# Liquid Blue



## KristerP (Nov 2, 2009)

Hello all, I am new to this forum and new to macro (I purchased the excellent Tamron 90mm lens a month ago) , I am finding macro tricky yet fun. Naturally I wanted to try to make one of them awesome drop photos;


----------



## Michiyo-Fir (Nov 2, 2009)

Wow that's pretty.  But I know nothing of macro shots lol.  Where did you capture this and how did you get the water so blue?


----------



## David84 (Nov 3, 2009)

Done very nicely  The only thing I would say is the light mark on the top left is a bit distracting... think about taking that out??

Nice shot!

-David


----------



## UUilliam (Nov 3, 2009)

Michiyo-Fir said:


> Wow that's pretty. But I know nothing of macro shots lol. Where did you capture this and how did you get the water so blue?


 My guess: 
The reflection of the window in the water makes me believe it may be a Kitchen / bathroom sink
The colour could be done a few ways, Dye (food colouring) or photoshop and some more but I would think the latter


----------



## KristerP (Nov 3, 2009)

Thank you 

I have fixed the spot in the upper left corner.

The shot was taken in our bathroom and the blue coloring was accomplished by altering the white balance in the camera.
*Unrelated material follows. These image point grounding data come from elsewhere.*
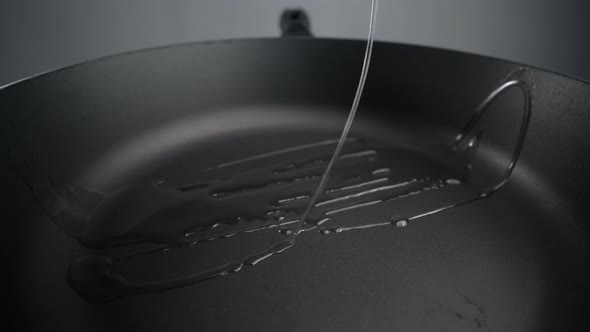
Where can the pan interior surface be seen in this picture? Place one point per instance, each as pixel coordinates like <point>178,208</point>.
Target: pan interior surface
<point>128,222</point>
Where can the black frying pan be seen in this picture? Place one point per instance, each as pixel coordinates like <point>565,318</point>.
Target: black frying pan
<point>140,184</point>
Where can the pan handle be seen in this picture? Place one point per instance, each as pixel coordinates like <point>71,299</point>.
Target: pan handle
<point>479,112</point>
<point>295,23</point>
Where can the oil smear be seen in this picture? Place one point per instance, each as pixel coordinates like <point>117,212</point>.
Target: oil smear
<point>282,194</point>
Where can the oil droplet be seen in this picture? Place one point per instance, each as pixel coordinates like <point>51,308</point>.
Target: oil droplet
<point>453,181</point>
<point>401,223</point>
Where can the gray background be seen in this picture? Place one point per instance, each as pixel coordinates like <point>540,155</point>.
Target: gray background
<point>40,35</point>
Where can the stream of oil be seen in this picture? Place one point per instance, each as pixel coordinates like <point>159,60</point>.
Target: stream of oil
<point>285,190</point>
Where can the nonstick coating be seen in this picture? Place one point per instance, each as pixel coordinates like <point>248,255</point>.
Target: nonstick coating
<point>517,261</point>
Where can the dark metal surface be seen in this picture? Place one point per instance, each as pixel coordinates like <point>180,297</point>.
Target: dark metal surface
<point>517,261</point>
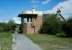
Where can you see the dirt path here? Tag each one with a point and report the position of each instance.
(21, 42)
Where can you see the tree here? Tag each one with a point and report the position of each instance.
(11, 25)
(51, 24)
(67, 27)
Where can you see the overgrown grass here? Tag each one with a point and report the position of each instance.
(5, 41)
(50, 42)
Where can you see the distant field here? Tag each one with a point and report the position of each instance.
(5, 41)
(49, 42)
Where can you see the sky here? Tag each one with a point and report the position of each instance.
(9, 9)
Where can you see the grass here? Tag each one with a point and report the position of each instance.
(50, 42)
(5, 41)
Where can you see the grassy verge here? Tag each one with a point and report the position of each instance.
(49, 42)
(5, 41)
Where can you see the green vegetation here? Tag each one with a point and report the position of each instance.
(5, 41)
(7, 27)
(55, 26)
(51, 42)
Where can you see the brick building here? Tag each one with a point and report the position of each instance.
(31, 21)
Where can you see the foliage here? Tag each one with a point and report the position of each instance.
(10, 26)
(67, 27)
(51, 24)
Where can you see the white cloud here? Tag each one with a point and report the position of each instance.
(66, 10)
(45, 1)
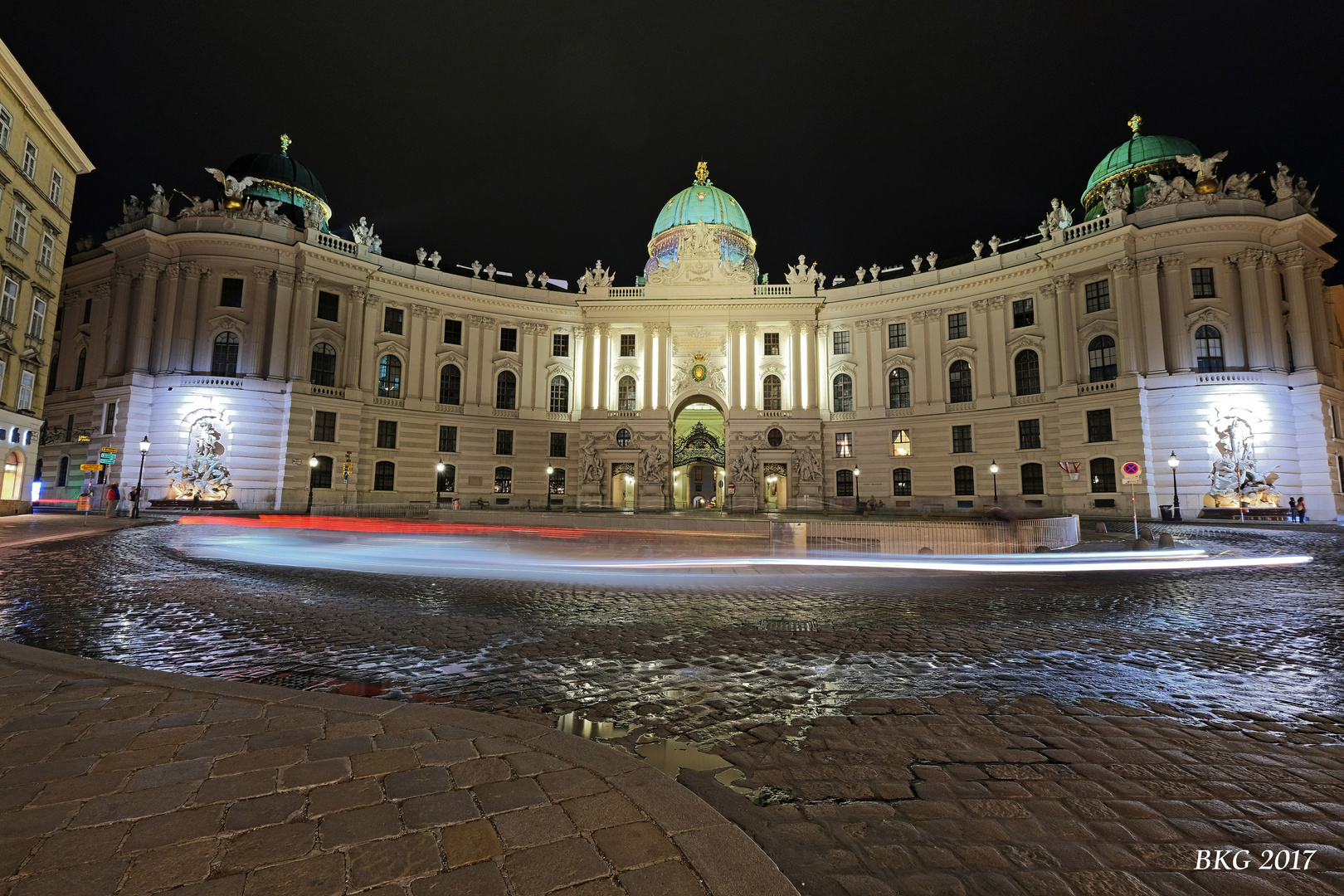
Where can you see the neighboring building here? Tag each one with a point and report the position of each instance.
(38, 165)
(1179, 316)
Heres another shot I made in another session;


----------



## Flower Child (Nov 4, 2009)

I think you really pulled that first one off amazingly. I love where you placed the drop in the frame. And that color- very cool. It almost surreal looking like its a water drop in the blue abyss. Your focus was spot on too! Good job.


----------



## PatrickCheung (Nov 5, 2009)

How'd you manage to get it that sharp? i'm new to photography and stuff and i'm really interested in these kinda of shots, especially the second one :O  also, how'd you get the shutter speed high enough to freeze the water?


----------



## PatrickHMS (Nov 6, 2009)

Good job!  Nice images.


----------



## KristerP (Nov 6, 2009)

Thank you!

I shoot in manual mode - the shutter speed is set to 1/200. It is essential to work in manual focus mode - just make sure you have a steady drip of water and make sure to prefocus (you can use the tip of a pen or something similar to do it).


----------



## PatrickCheung (Nov 6, 2009)

thanks! i just tried it :] love the pictures by the way.


----------